Succédant en 2011 à Oussama ben Laden tué dans un raid américain au Pakistan, il a joué un rôle moteur dans le processus de décentralisation qui a permis à Al-Qaïda de survivre aux épreuves, indique à l'AFP Hans-Jakob Schindler, directeur de l'ONG Counter-Extremism Project (CEP), ancien expert des Nations unies sur le jihadisme.

"Il a intégré au réseau d'importants nouveaux acteurs, comme les Shebab, qui contrôlent maintenant 30% de la Somalie, et a supervisé la formation en 2017 du Jnim (acronyme arabe du Groupe de soutien à l'islam et aux musulmans, NDLR), nouvelle coalition d'Al-Qaïda en Afrique de l'Ouest", poursuit-il.

Zawahiri "n'était pas impliqué dans les décisions au quotidien du Jnim, des Shebab ou d'Abou Sayyaf aux Philippines" et sa mort ne changera donc rien à leurs plans, explique M. Schindler, "mais il faut une personnalité dotée d'une certaine prééminence parce que les chefs de chaque franchise devaient lui prêter allégeance".

"Par conséquent, le remplacer sera un défi", prévient-il.

Parmi les successeurs potentiels, les experts citent principalement deux autres Egyptiens, Saïf al-Adel, ancien lieutenant-colonel des Forces spéciales et figure de la vieille garde d'Al-Qaïda, signalé en Iran, et Abou Abdelkarim al-Masri, un dirigeant du groupe Houras al-Din, en Syrie.

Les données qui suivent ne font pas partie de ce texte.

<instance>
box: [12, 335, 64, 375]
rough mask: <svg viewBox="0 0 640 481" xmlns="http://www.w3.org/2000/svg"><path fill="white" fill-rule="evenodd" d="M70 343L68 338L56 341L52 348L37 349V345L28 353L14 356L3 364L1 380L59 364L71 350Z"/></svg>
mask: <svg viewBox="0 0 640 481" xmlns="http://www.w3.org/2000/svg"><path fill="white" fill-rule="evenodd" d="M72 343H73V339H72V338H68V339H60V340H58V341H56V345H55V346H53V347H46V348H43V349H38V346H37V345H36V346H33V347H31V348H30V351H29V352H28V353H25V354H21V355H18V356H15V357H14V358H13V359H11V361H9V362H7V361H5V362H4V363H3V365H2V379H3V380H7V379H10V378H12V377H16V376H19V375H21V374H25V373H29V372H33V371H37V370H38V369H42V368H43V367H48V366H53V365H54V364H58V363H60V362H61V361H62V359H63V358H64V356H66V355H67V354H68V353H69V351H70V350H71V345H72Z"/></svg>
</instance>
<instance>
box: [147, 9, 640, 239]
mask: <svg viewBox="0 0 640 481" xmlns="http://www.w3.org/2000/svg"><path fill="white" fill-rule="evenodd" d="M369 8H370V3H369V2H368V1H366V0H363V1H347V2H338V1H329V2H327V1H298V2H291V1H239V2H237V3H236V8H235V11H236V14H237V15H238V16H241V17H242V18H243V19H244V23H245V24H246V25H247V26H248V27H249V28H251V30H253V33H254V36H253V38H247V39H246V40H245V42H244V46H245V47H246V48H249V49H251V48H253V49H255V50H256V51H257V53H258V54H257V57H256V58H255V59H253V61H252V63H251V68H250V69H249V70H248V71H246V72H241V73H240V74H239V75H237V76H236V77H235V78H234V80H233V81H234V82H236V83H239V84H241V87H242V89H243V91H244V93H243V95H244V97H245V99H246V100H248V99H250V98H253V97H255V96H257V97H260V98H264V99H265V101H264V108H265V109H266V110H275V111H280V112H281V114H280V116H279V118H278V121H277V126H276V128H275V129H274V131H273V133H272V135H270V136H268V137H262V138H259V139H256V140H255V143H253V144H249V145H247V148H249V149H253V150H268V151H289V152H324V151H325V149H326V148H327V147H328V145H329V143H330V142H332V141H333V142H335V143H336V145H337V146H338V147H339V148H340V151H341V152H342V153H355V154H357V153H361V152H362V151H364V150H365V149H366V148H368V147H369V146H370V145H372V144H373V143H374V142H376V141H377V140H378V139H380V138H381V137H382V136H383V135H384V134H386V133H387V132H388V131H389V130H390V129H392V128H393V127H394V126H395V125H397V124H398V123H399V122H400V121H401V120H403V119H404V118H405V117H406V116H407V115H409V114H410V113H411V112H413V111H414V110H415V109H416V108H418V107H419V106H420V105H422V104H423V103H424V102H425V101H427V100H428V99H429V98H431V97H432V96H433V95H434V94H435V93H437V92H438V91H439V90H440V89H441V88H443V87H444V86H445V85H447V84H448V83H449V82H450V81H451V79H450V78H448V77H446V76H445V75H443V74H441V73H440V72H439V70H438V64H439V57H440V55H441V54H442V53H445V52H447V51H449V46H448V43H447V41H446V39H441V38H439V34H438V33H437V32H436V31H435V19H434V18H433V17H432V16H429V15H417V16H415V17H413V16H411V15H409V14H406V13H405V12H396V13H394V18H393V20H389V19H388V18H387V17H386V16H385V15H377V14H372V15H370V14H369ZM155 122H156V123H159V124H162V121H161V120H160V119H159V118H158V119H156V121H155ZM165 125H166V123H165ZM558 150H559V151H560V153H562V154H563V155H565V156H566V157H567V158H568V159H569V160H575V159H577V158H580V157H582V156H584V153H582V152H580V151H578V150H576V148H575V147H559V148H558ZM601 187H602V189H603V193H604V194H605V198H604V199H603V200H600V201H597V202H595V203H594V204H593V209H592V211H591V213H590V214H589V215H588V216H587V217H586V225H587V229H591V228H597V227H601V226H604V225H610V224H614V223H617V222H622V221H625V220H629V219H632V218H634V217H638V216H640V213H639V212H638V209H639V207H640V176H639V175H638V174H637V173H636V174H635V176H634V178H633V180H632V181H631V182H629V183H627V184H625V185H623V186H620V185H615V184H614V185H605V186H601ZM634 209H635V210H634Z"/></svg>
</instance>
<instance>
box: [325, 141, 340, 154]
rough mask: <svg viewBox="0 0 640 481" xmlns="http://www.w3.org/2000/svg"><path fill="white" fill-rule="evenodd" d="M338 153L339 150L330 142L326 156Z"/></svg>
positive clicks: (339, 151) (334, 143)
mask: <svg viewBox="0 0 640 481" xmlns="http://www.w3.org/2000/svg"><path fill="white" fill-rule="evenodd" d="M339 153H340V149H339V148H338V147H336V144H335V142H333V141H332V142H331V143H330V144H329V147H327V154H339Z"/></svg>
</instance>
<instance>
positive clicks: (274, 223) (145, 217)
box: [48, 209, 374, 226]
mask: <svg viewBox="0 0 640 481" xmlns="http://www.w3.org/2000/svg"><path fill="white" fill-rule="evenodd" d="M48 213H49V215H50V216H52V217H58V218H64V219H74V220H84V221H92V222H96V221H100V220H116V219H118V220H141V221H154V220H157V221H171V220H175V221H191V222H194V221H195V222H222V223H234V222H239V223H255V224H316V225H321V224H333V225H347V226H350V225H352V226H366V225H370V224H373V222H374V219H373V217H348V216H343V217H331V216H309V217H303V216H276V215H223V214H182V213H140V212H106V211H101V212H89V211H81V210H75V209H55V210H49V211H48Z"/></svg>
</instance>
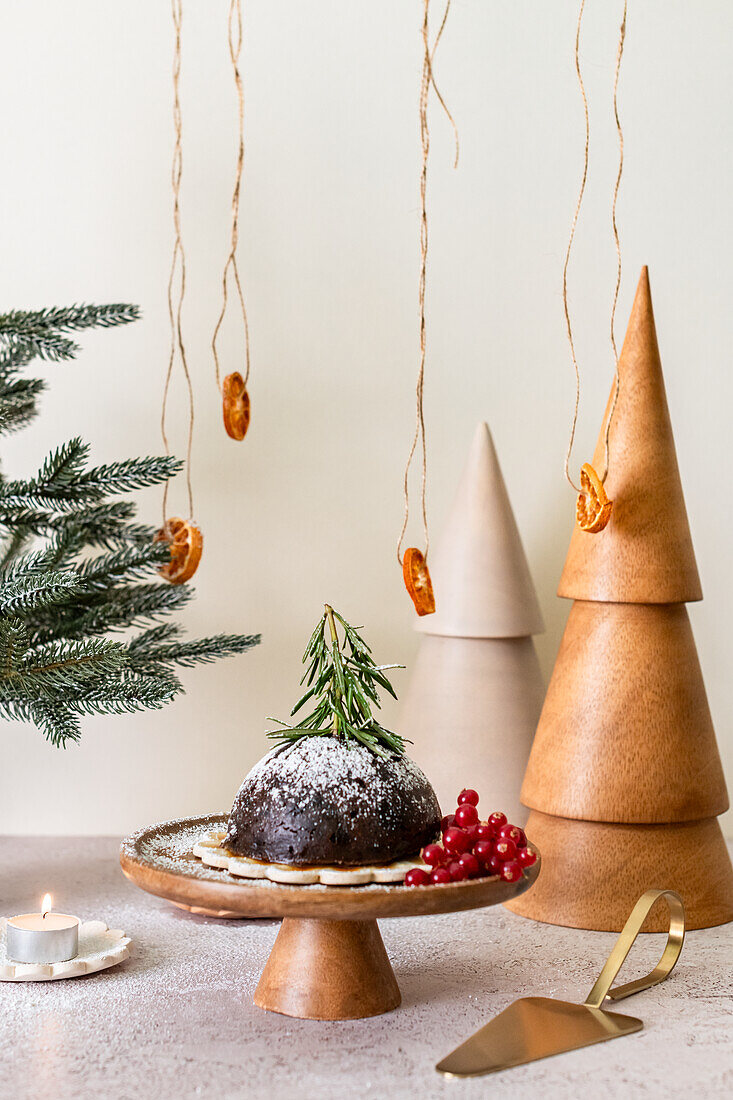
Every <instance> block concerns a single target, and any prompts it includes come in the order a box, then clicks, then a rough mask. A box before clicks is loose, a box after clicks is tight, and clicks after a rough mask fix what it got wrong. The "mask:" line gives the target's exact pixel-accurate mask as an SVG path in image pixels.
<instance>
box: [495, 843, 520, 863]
mask: <svg viewBox="0 0 733 1100" xmlns="http://www.w3.org/2000/svg"><path fill="white" fill-rule="evenodd" d="M494 854H495V855H496V856H499V858H500V859H502V860H503V861H504V862H506V861H507V860H508V859H516V845H515V843H514V840H496V844H495V845H494Z"/></svg>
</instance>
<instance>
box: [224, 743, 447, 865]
mask: <svg viewBox="0 0 733 1100" xmlns="http://www.w3.org/2000/svg"><path fill="white" fill-rule="evenodd" d="M439 829H440V807H439V805H438V800H437V798H436V795H435V791H434V790H433V788H431V787H430V783H429V782H428V781H427V779H426V778H425V775H424V774H423V772H422V771H420V770H419V768H418V767H417V764H416V763H414V761H412V760H411V759H409V758H408V757H406V756H397V755H394V756H389V757H383V756H378V755H376V753H374V752H372V751H371V750H370V749H369V748H366V747H364V746H363V745H360V744H358V742H357V741H353V740H349V741H346V740H343V739H341V738H339V737H332V736H324V737H303V738H300V739H299V740H295V741H289V742H288V744H285V745H280V746H278V747H277V748H275V749H273V750H272V751H271V752H269V753H267V755H266V756H265V757H263V758H262V760H260V762H259V763H256V764H255V766H254V768H253V769H252V771H251V772H250V773H249V775H247V778H245V779H244V782H243V783H242V785H241V787H240V789H239V792H238V794H237V798H236V799H234V804H233V806H232V810H231V814H230V815H229V825H228V829H227V836H226V838H225V840H223V842H222V847H223V848H227V849H229V850H230V851H234V853H237V854H238V855H241V856H249V857H250V858H251V859H261V860H265V861H267V862H278V864H292V865H294V866H303V865H308V864H326V865H333V864H336V865H341V866H351V867H359V866H362V865H364V864H389V862H392V861H393V860H395V859H404V858H406V857H411V856H416V855H417V854H418V853H419V850H420V848H423V847H424V846H425V845H426V844H429V843H430V842H431V840H434V839H435V838H436V836H437V835H438V833H439Z"/></svg>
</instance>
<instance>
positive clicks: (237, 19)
mask: <svg viewBox="0 0 733 1100" xmlns="http://www.w3.org/2000/svg"><path fill="white" fill-rule="evenodd" d="M228 30H229V56H230V58H231V65H232V70H233V74H234V85H236V87H237V103H238V109H239V146H238V151H237V172H236V176H234V191H233V194H232V199H231V249H230V251H229V255H228V256H227V262H226V264H225V268H223V275H222V277H221V292H222V304H221V312H220V313H219V320H218V321H217V324H216V328H215V330H214V337H212V339H211V351H212V352H214V366H215V372H216V379H217V386H218V387H219V389H221V374H220V370H219V353H218V351H217V337H218V335H219V329H220V328H221V324H222V321H223V319H225V316H226V312H227V303H228V290H227V279H228V275H229V272H230V270H231V273H232V275H233V278H234V286H236V288H237V297H238V298H239V306H240V310H241V313H242V323H243V324H244V385H245V386H247V383H248V381H249V377H250V329H249V324H248V320H247V309H245V307H244V295H243V293H242V284H241V282H240V277H239V268H238V266H237V244H238V242H239V196H240V190H241V183H242V167H243V164H244V89H243V87H242V76H241V74H240V72H239V55H240V52H241V48H242V7H241V0H230V5H229V24H228Z"/></svg>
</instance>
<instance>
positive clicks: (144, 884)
mask: <svg viewBox="0 0 733 1100" xmlns="http://www.w3.org/2000/svg"><path fill="white" fill-rule="evenodd" d="M220 822H221V823H223V822H226V817H221V818H220V817H219V816H217V815H211V814H208V815H205V816H201V817H187V818H182V820H179V821H174V822H162V823H160V824H156V825H151V826H149V827H147V828H146V829H141V831H140V832H139V833H136V834H134V837H133V838H129V839H128V840H125V842H123V845H122V849H121V851H120V865H121V867H122V870H123V871H124V873H125V875H127V877H128V878H129V879H130V880H131V881H132V882H134V883H135V884H136V886H139V887H140V888H141V889H142V890H145V891H147V893H152V894H155V895H156V897H158V898H165V899H166V900H167V901H172V902H173V903H174V904H177V905H178V906H180V908H184V909H188V910H190V911H192V912H197V911H198V912H205V913H217V914H220V915H221V916H228V917H234V916H236V917H243V916H258V917H261V916H270V917H273V916H274V917H286V916H303V917H317V919H320V920H337V921H344V920H349V921H365V920H375V919H378V917H383V916H427V915H430V914H433V913H453V912H459V911H461V910H467V909H481V908H483V906H484V905H497V904H500V903H501V902H504V901H506V900H507V899H508V898H513V897H515V895H516V894H518V893H522V891H523V890H528V889H529V887H530V886H532V884H533V882H534V881H535V879H536V878H537V875H538V873H539V867H540V862H541V860H540V858H539V857H538V859H537V862H536V864H535V865H534V867H529V868H527V869H526V870H525V872H524V876H523V878H522V879H521V880H519V881H518V882H504V881H502V879H500V878H491V879H472V880H469V881H466V882H451V883H447V884H446V886H436V887H405V886H376V884H375V883H372V884H370V886H365V887H322V886H309V887H300V886H291V887H288V886H281V884H280V883H275V882H269V881H266V880H262V879H260V880H252V879H240V880H239V881H234V880H233V879H232V878H231V877H230V876H229V875H227V872H226V871H221V872H217V871H214V870H212V869H209V875H210V877H208V878H200V877H199V876H198V875H197V873H196V862H197V861H195V860H193V857H192V860H190V862H189V864H186V862H185V861H184V862H182V864H180V866H179V867H174V868H172V867H171V866H169V860H158V859H156V858H155V857H154V856H151V854H150V851H151V846H150V844H149V838H150V836H151V835H154V836H155V837H156V838H158V837H161V836H163V837H165V836H167V837H169V838H171V839H172V840H173V839H174V838H175V835H176V834H177V833H180V832H182V831H184V829H190V828H192V826H194V825H197V824H199V823H200V832H201V833H206V832H208V831H209V829H210V828H212V827H216V826H217V823H220ZM530 839H532V838H530ZM533 847H534V844H533ZM199 862H200V861H199Z"/></svg>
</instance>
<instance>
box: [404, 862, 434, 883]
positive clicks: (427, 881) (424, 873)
mask: <svg viewBox="0 0 733 1100" xmlns="http://www.w3.org/2000/svg"><path fill="white" fill-rule="evenodd" d="M429 881H430V876H429V875H428V873H427V871H424V870H423V868H422V867H413V869H412V871H407V873H406V875H405V886H406V887H426V886H427V884H428V882H429Z"/></svg>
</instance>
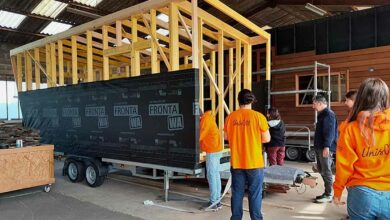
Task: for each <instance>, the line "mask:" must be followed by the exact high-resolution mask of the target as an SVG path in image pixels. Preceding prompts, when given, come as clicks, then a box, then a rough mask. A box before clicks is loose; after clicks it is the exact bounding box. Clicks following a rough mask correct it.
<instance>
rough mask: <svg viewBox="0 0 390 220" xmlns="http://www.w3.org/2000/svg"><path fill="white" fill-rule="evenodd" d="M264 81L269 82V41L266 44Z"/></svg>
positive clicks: (269, 58)
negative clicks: (266, 80)
mask: <svg viewBox="0 0 390 220" xmlns="http://www.w3.org/2000/svg"><path fill="white" fill-rule="evenodd" d="M265 80H268V81H269V80H271V39H268V42H267V44H266V58H265Z"/></svg>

"Contrairement à la situation d'après la mort d'Oussama ben Laden, une grande partie des dirigeants d'Al-Qaïda sont partis en Syrie, où beaucoup ont péri", souligne sur Twitter la directrice du centre américain de surveillance des sites jihadistes SITE, Rita Katz.

S'agissant de Saïf al-Adel, "des rumeurs le disent parti pour la Syrie après avoir été libéré de prison en Iran", ajoute-t-elle, reconnaissant la rareté des informations fiables.

- "Effectifs décimés" -

"Bien que les effectifs d'Al-Qaïda aient été décimés au fil des ans, y compris via le débauchage par le groupe Etat islamique de nombre de ses membres dans les différents théâtres où les deux organisations opéraient, Zawahiri a tenu le cap", remarque le Soufan Center, centre de réflexion américain indépendant spécialisé, dans une note publiée mardi.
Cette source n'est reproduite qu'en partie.